As we approach election season here in 2010, American voters are seemingly more angry than at any other time in recent memory. More than at any other time in modern American history, Americans are seeking out alternatives outside the “two party system” (such as the Tea Party movement) through which to express their anger. So why are the American people so angry? Well, the truth is that there are a whole lot of reasons, but one of the biggest reasons is the horrific mismanagement of our national finances that has been going on in Washington. The “Congress critters” have been piling up the biggest mountain of debt in the history of the world, and millions of Americans are now waking up and are now realizing that our financial future has been absolutely obliterated. We have accumulated a debt that is impossible to repay. In fact, it is rapidly getting to the point where it will become impossible even to service the debt. All of this debt is literally killing the American Dream. An increasing number of Americans now realize the horror of what we have done, but the reality is that it may be far too late to reverse the damage that has taken place.
The amount of money that the U.S. government spends is absolutely mind blowing.
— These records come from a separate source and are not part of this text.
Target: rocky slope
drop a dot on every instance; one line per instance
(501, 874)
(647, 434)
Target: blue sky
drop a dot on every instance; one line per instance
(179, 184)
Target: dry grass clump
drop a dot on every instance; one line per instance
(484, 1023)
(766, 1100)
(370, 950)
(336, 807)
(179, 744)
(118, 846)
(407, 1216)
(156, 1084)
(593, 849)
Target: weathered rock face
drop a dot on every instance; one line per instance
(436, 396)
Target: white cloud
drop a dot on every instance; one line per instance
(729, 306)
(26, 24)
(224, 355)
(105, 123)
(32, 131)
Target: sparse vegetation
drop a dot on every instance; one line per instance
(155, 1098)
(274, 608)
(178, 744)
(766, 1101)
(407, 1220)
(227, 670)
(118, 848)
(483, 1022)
For example, did you know that the U.S. Congress will spend about 25.4 percent of GDP this year?
It is hard to continue to say with a straight face that we are not a socialist nation when the government is spending that kind of money.
And that is just the federal government – state and local governments spend massive amounts of money on top of that.
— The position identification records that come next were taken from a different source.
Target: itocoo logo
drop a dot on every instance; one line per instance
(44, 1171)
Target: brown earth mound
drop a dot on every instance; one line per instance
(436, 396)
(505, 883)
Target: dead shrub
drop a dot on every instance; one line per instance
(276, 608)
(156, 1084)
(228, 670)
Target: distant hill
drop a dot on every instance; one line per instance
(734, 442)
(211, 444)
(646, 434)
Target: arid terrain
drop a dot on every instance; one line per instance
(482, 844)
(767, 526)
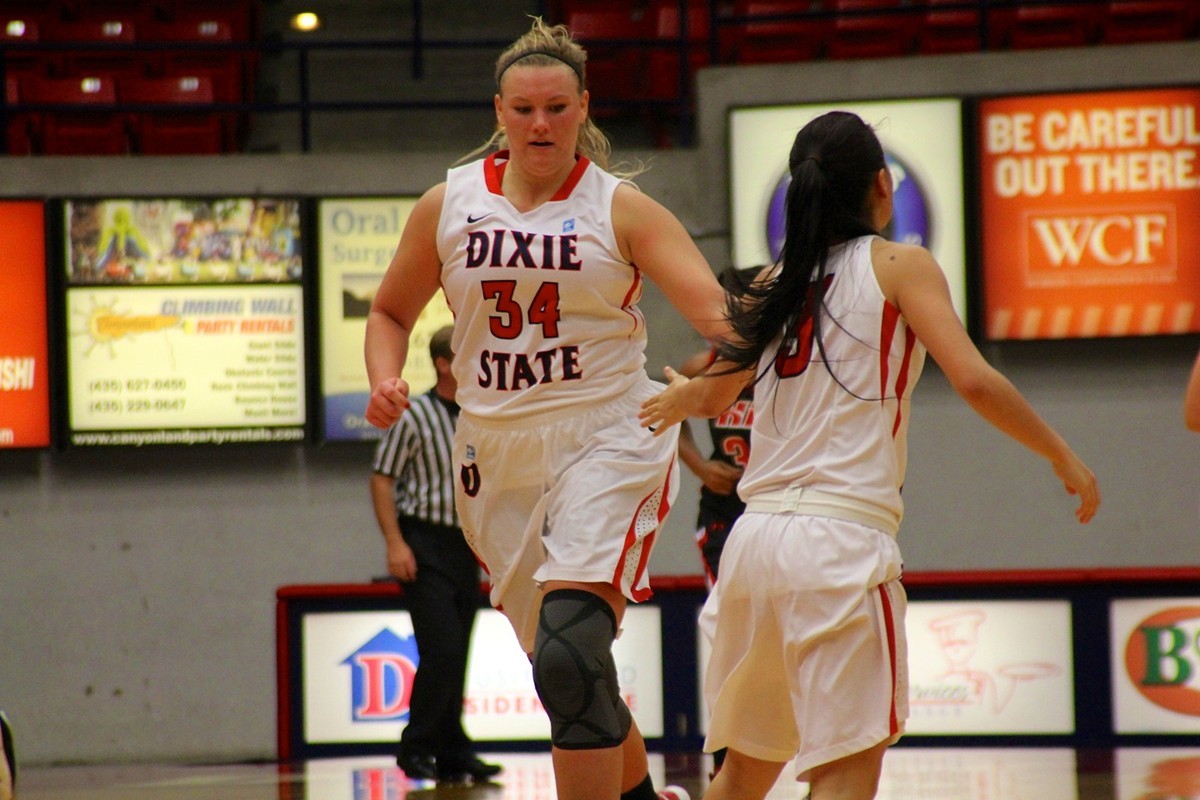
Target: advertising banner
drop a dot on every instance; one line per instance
(24, 368)
(1157, 774)
(185, 322)
(1156, 665)
(981, 774)
(358, 239)
(1087, 214)
(981, 667)
(923, 146)
(358, 667)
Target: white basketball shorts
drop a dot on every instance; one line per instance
(576, 495)
(809, 654)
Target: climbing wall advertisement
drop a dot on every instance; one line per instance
(24, 373)
(358, 239)
(358, 671)
(922, 144)
(1087, 214)
(990, 667)
(185, 322)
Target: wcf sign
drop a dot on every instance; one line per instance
(1104, 240)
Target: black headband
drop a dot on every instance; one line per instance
(576, 70)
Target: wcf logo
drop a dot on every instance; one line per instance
(1162, 659)
(382, 673)
(1102, 240)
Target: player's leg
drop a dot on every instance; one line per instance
(576, 681)
(439, 642)
(456, 758)
(7, 761)
(743, 777)
(853, 777)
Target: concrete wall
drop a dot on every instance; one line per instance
(137, 585)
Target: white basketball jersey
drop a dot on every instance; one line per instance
(844, 433)
(545, 306)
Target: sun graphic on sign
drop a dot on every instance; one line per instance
(103, 324)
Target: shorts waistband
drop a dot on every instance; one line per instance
(803, 499)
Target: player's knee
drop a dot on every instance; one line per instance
(575, 674)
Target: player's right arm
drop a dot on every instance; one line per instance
(401, 561)
(915, 283)
(412, 280)
(715, 475)
(1192, 398)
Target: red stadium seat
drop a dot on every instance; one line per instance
(77, 132)
(19, 127)
(664, 61)
(1043, 25)
(858, 34)
(1146, 20)
(227, 68)
(766, 41)
(23, 29)
(948, 26)
(616, 71)
(172, 131)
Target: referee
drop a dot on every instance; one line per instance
(412, 491)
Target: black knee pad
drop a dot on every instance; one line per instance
(575, 674)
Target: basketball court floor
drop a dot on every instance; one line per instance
(910, 774)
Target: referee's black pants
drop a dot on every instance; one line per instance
(442, 602)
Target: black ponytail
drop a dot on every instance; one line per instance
(833, 163)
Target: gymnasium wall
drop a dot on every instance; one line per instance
(137, 585)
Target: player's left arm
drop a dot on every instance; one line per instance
(1192, 398)
(655, 241)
But we will get to that in a minute.
First let’s examine the horrific amounts of debt that the federal government is piling up.
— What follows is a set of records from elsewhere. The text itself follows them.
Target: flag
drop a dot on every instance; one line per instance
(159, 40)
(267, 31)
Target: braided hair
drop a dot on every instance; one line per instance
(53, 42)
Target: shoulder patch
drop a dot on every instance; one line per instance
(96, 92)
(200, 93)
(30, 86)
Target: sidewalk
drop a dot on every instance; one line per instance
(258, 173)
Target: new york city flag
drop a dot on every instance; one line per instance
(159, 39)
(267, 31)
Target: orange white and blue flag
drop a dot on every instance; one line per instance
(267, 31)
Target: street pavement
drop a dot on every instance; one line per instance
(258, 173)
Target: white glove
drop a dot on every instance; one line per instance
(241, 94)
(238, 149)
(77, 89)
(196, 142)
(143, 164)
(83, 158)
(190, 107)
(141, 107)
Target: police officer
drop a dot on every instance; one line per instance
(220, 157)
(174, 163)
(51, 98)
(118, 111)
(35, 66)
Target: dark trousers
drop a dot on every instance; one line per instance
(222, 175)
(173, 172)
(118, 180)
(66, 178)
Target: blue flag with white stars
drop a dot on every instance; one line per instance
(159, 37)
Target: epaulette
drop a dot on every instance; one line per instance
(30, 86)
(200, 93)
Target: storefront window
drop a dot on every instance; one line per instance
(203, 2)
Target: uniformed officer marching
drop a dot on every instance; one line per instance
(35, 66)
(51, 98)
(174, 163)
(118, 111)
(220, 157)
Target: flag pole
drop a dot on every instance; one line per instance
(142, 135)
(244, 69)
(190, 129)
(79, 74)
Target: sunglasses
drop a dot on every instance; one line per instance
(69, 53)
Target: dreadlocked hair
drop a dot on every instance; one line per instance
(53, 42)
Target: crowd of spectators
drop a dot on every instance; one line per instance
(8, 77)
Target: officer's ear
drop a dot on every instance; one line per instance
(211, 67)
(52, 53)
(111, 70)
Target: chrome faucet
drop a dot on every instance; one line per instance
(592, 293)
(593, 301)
In an article that we recently authored on another website, we noted that back in 1950, the total debt of the U.S. government was only about 257 billion dollars.
Just think about that.
From the creation of the United States until 1950, we had accumulated only 257 billion dollars of debt.
Today, the U.S. government accumulates over 4 billion dollars more debt each day.
Let that sink in for a bit.
We have a national debt that is exploding so fast that it is hard to even put the horror of it into words.
According to Erskine Bowles, one of the heads of Barack Obama’s national debt commission, the U.S. government will be spending $2 trillion just on interest on the national debt by 2020.
So just how big is 2 trillion dollars?
Well, the entire U.S. government budget is less than 4 trillion dollars for the entire year of 2010.
So how in the world are we going to be able to afford to pay 2 trillion dollars in interest when the year 2020 rolls around?
It is hard to even conceive of amounts of money that large.
If you went out today and started spending one dollar every single second, it would take you more than 31,000 years to spend one trillion dollars.
Are you starting to get the picture?
But things are even worse than the official numbers tell us.
If the U.S. government was forced to use GAAP accounting principles (like all publicly-traded corporations must), the U.S. government budget deficit would be somewhere in the neighborhood of $4 trillion to $5 trillion.
Do you think a great politician can come along and fix that kind of a mess?
No, not under the current system.
But it just isn’t the U.S. government that is the problem.
As we have written about previously, state and local governments across the United States are completely broke.
In fact, it would be easy to make the argument that many of the states are in even worse financial position than the U.S. government is.
California is totally broke.
Illinois is in even worse shape.
There is a very real possibility that we could see a number of U.S. states actually default on their debts in the next few years.
Of course the federal government could step in and bail them out, but that would just add more debt at the federal level.
Meanwhile, the states continue to borrow money at a staggering pace.
It is being reported that the 50 U.S. states have racked up a record $2.4 trillion in bond debt during the recent economic downturn.
But things get even worse the further down the road you look.
Robert Novy-Marx of the University of Chicago and Joshua D. Rauh of Northwestern’s Kellogg School of Management recently calculated the combined pension liability of the 50 U.S. states. What they found was that the 50 states are collectively facing $5.17 trillion in pension obligations, but they only have $1.94 trillion set aside in state pension funds. That is a difference of 3.2 trillion dollars.
So where in the world are the 50 states going to get an extra 3.2 trillion dollars to meet those pension obligations?
What a mess!
America has become absolutely addicted to debt and it is destroying us. If you add up all government, business and consumer debt, the total is equivalent to approximately 360 percent of GDP.
In case you were wondering, that is really, really, really bad.
We have built an economy on debt and paper money and now it is starting to implode.
The truth is that we are all to blame. There are very few of us that have not run out and piled up debt at some point in our lives.
At the end of 2008, the total credit card debt owed by American consumers totalled more than 972 billion dollars.
That amount is greater than the GDP of the world’s 122 poorest nations combined.
Needless to say, America has a debt problem that is not sustainable.
This giant bubble that we have created is going to burst.
In fact, it has already started bursting.
The prosperity that we have been enjoying for the past couple of decades has been based on a lie. We borrowed and borrowed and borrowed and we came to think of the affluence that all of this borrowing afforded us as normal.
But now we are going to learn some very painful lessons as a society. The “good times” that we are enjoying are going to go away. Society is going to undergo dramatic changes. The entire economic system is going to implode.
So are you ready for all of this?
You better get ready.
You still have a little bit of time to prepare, but time is running out.